Ontario Health Insurance Plan (OHIP) is the publicly funded health insurance program in Ontario, Canada. It covers a wide range of medical services and treatments, including hospital stays, doctor visits, and certain (if not most) medical procedures. However, the extent to which psychotherapy services are covered by OHIP is limited and varies depending on the type of therapy and the individual's specific circumstances.
Let’s take a deeper look into what we mean.
Simply put, when it comes to therapy or counseling services, OHIP does not cover the cost of these services provided by the two most prevalent practitioners — psychologists or psychotherapists. This means that individuals seeking these services must pay for them out of pocket or seek coverage from a private insurance plan.
It is important to note that there are some limited services related to mental health that are covered by OHIP. For example, psychiatric services provided by a psychiatrist, such as the assessment and management of mental illness, may be covered by OHIP. However, these services are typically only covered when they are deemed medically necessary and are performed in a hospital setting. There are some limited exceptions, such as when psychotherapy is provided as part of a hospital stay, but this is not the norm.
In addition, some programs and services provided by community-based organizations, such as mental health clinics, may be funded by the government and provide services at no cost to individuals. However, these programs may have limited availability, long waitlists, and may not cover all types of therapy or counseling services.
The Waitlist Factor
In terms of waitlists, recent studies have found that the average wait time for children seeking community-funded treatment is 67 days for counselling and therapy and 92 days for intensive treatment. For adults, the average wait time is 118 days and can sometimes stretch to over a year in cases where specialized support is required.
The waitlists for OHIP-funded mental health services can vary depending on a number of factors, such as the availability of therapists, the severity of the patient's condition, and the funding provided by the government. To help address this issue, the government of Ontario has taken steps to improve access to mental health care, such as increasing funding for mental health services and providing support for the recruitment and retention of mental health professionals. However, it will likely take time for these efforts to have a significant impact on waitlists.
In terms of access to mental health services, a 2018 report from the Canadian Mental Health Association found that waitlists for mental health services in Ontario can be long, and that many people are unable to access the care they need.
With regard to the quality of care provided, a 2018 study from the Institute for Clinical Evaluative Sciences (ICES) found that the quality of mental health care in Ontario is generally good, with high levels of satisfaction reported among patients who received care.
However, these evaluations are just snapshots in time, and the quality of mental health care can vary greatly depending on a number of factors, such as the individual's needs and the availability of mental health services in their area.
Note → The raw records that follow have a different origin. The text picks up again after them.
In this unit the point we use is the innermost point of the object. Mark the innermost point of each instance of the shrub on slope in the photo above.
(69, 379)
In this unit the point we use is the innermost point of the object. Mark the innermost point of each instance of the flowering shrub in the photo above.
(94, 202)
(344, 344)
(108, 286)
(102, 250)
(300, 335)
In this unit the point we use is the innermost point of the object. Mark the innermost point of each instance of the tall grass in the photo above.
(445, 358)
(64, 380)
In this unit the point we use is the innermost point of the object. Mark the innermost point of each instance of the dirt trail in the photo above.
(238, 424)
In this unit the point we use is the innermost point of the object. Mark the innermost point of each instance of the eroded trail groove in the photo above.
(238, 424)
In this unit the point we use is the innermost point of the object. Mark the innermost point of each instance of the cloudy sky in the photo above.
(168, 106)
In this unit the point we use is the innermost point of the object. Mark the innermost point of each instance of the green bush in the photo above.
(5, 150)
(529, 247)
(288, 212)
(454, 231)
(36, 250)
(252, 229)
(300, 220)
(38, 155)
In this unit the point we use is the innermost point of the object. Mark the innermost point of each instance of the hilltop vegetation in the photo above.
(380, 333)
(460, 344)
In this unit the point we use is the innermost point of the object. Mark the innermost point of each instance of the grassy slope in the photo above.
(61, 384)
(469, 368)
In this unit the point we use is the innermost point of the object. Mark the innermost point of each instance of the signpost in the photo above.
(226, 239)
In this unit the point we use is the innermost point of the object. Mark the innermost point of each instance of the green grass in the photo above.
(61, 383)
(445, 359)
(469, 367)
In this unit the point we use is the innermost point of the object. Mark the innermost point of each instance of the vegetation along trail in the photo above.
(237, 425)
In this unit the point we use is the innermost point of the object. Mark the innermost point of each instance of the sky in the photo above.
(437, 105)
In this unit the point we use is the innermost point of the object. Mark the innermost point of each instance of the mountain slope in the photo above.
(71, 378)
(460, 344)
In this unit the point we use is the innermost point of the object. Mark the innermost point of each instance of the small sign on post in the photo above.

OHIP & Access to Psychotherapy Services
With regard to therapy support provided by psychotherapists—or, talk therapy—most forms are not covered by OHIP. Some of the more popular forms of this include Cognitive Behavioral Therapy (CBT), Dialectical Behavioral Therapy (DBT), Narrative Therapy, Acceptance & Commitment Therapy, and various other couples and family approaches.
Because these are generally not covered when provided in a private practice setting, this means that individuals seeking these forms of therapy must pay for the services out of pocket or through private insurance. Some employers offer extended health insurance plans that cover therapy, and individuals may also be able to claim therapy expenses as a medical expense on their income tax return.
In our opinion, there would be several potential benefits to having OHIP cover psychotherapy. Some of these would include:
Increased access to care: If psychotherapy were covered by OHIP, it would become more accessible and affordable for individuals in Ontario who need it, reducing barriers to care and making it easier for people to receive the help they need.
Improved mental health outcomes: By providing access to psychotherapy, individuals would be better equipped to manage their mental health, reduce their symptoms, and improve their overall well-being. This can lead to improved mental health outcomes, and help prevent more serious and costly mental health problems in the future.
Reduced health care costs: By providing access to effective mental health treatments, OHIP could reduce the long-term costs associated with untreated mental health conditions, such as increased hospitalizations, disability claims, and lost productivity.
Improved quality of life: By receiving psychotherapy, individuals would be better able to manage their mental health and improve their quality of life. This can have a positive impact on their relationships, work, and overall functioning.
While implementing such a change would likely involve some upfront costs, it could lead to significant long-term benefits for individuals and society as a whole, and would undoubtedly alter the course of mental health treatment in Ontario.
Overall, while Ontario has made efforts to improve access to and the quality of mental health care, more work needs to be done to ensure that everyone has access to the care they need when they need it. One way to accomplish this would be by adding placing all mental health supports under the umbrella of OHIP and making it more affordable and accessible for the general public.